With its use of socialist realist aesthetics, this film looks like a longer edition of a Communist newsreel. Plucińska coordinates observational shots with a voice-over commentary to foreground the vital energy of the young that worked to support the ideological aims of the political system.
Shot at the General Karol Świerczewski University of Physical Education in Warsaw, the film opens with an edit of shots from a parade at a stadium. The camera pauses on girls performing a dance routine for the crowds. It is followed by glimpses of students playing volleyball and basketball.
At first glance, Plucińska seems to be just depicting students engaging in the promotion of sports. However, it soon becomes apparent that the film rather serves to promote the new Communist citizen than to portray the micro-reality of any particular location.
To introduce the viewer to the place, after the opening shots, Plucińska briefly cuts to a placard on the wall where we can read the name of the school. The voice-over offers further specific details regarding its operations.
The next longer sequence builds on brief snapshots from the canteen, dancing and fencing classes and outdoor training grounds, as well as dormitory rooms where female students perform their daily beauty routines.
When the camera enters an indoor swimming pool, the narrator doesn’t hesitate to mention that the facilities are available thanks to the patronage of comrades from the Soviet Union.
The same message is reinforced later when we observe female students volunteering to teach children and conduct literacy classes for the elderly. The narrator says that after hours these students read poems by Władysław Broniewski; the new Communist young devote every single minute to pro-regime activities.
Plucińska then cuts to an observation of students’ meeting with Comrade Motyka, the Head of the Main Committee for Physical Culture. To inspire his audience, Motyka screens shots from Soviet newsreels that feature scenes of skiing, sailing and rowing competitions, something that will soon become available for Polish students; that is if they pour all their effort into building the new sports culture of the country.
Comrade Motyka also presents a new medal, which will go to the most committed propagators of sport. Its name, which we learn from the voice-over, Fit for Work and Defence/Sprawny do Pracy i Obrony (SPO) ultimately links physical strength to the revolutionary discourse. Upon learning about it, ambitious young students in the audience cheer for the prospect of receiving such a trophy.

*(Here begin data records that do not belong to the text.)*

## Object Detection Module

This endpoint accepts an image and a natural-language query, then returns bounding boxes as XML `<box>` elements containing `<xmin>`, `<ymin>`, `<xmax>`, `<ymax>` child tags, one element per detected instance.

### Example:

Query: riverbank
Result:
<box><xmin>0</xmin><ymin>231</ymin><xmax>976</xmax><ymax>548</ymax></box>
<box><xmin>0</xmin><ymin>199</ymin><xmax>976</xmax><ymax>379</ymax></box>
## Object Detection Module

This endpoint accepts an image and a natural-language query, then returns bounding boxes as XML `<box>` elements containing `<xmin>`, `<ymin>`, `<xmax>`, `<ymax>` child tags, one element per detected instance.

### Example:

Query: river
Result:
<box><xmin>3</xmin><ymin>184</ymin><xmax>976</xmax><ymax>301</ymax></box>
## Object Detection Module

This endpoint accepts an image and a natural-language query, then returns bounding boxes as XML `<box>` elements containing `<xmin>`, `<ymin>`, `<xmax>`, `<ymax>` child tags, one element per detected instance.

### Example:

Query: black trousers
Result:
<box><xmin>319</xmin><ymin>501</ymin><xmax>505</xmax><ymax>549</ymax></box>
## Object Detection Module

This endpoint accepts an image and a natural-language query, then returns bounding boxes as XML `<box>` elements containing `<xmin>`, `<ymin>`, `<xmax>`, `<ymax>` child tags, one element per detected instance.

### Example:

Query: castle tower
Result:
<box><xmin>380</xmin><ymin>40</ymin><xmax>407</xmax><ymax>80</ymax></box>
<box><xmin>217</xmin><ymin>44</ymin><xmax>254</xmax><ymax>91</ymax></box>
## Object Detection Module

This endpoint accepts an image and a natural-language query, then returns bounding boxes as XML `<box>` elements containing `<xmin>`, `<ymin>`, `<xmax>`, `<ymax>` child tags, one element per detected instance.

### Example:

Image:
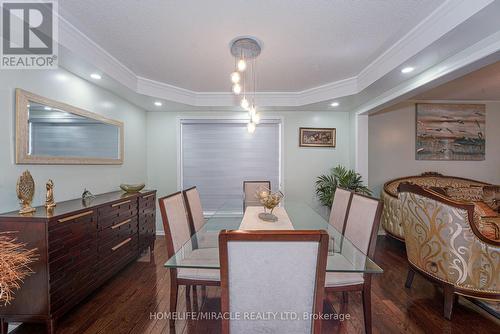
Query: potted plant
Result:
<box><xmin>316</xmin><ymin>165</ymin><xmax>372</xmax><ymax>208</ymax></box>
<box><xmin>0</xmin><ymin>232</ymin><xmax>38</xmax><ymax>306</ymax></box>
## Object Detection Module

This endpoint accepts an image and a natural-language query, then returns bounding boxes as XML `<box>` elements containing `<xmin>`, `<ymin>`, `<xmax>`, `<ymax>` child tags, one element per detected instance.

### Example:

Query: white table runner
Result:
<box><xmin>240</xmin><ymin>206</ymin><xmax>294</xmax><ymax>230</ymax></box>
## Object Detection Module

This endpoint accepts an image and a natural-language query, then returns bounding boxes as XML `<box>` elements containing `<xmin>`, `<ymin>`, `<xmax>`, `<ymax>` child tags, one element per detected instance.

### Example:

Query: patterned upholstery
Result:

The final footage returns to the start of the film. We again see a parade opening an outdoor athletic championship, which seals the overall message of the documentary. The screen fills with cheers, clapping hands and grinning faces. Plucińska closes her exemplary propaganda short by applauding the effort of the Communist youth. She reassures the viewer that the model students from the film work in harmony with the regime to create a better future, not only for their country but also for the whole Communist bloc.